I was preparing my cereal this morning, as I do every morning (I am a very big grain and fruit fan), when I noticed that we have approximately a dozen different boxes of cereal open on the shelf. We have five people in the household, with clearly varying tastes! I noticed that most of the boxes were from General Mills, with a couple of Kellogg brands mixed in, and started thinking about the differences between the two companies.
In my analysis, I tend to rely heavily on analyst opinion and estimates. I figure they have been studying the stock for a while and probably have a better handle on the numbers than I do.

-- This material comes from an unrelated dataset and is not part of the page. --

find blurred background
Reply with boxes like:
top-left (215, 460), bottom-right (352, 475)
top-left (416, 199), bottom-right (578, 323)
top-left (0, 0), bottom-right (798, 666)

I do look at current news, as well, but I like to lean more on the numbers to provide an objective recommendation.
Kellogg (NYSE: K) is currently trading at about $48, slightly off its 52-week low of $47.88 reached last week. It has a PE of 14.4 and pays a 3.6% dividend. The current analyst rating is a 2.8 (1.0 = Strong Buy, 5.0 = Sell) with a mean target price of $53.19. There are 2 Strong Buy recommendations, 1 Buy, 16 Holds, and 1 Underperform.

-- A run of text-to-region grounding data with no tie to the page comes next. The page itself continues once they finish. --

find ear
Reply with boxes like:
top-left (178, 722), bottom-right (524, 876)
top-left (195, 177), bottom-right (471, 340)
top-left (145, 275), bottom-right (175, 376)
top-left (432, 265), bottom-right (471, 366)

The fiscal-year 2012 consensus earnings estimate is $3.36, which is actually 2 cents lower than the actual 2011 earnings of $3.38. The estimate for fiscal-year 2013 is $3.62, 7% higher than 2012.
The stock is down 2% year-to-date, and down 9% from this time last year. The current estimated annual growth rate for the next 5 years is 8.50%, compared to an industry average of 13.20% and a sector average of 13.26%.
General Mills (NYSE: GIS) is trading at approximately $38 per share, 7% off its 52-week high of $41.06, reached in January. It has a PE of 16.3 and pays a 3.2% dividend. Currently analysts rate it a 2.2 (4 Strong Buys, 8 Buys, and 8 Holds) with a mean target price of $42.29..
General Mills' fiscal-year 2012 consensus earnings estimate is 2.54, 2% higher than actual 2011 earnings. Its estimate for fiscal-year 2013 (ending May) is $2.76, 9% higher than 2012.
The stock is down 4% since the beginning of 2012, and up 4% from a year ago. Current 5-year annual growth is estimated at 7.15% vs the S&P at 10.41%.
Kellogg is struggling at a 52-week low. The company's malaise can be attributed to the economic situation in the United States and Europe, where it does have a significant presence, but it does sport an attractive 3.6% yield.
General Mills was just reiterated as a Buy by TheStreet, citing the company's revenue growth, strong gross profit margins and change in net income exceeding the average performance by the Food Products industry.
Eventually, however, I go back to the numbers. With Kellogg's current PE and year-end 2013 earnings estimate, I see a stock price of $52, or upside of 7%. General Mills' PE and earnings estimate leads to a stock price of $45, 18% upside.
My choice of stock, as my choice in cereal, is General Mills.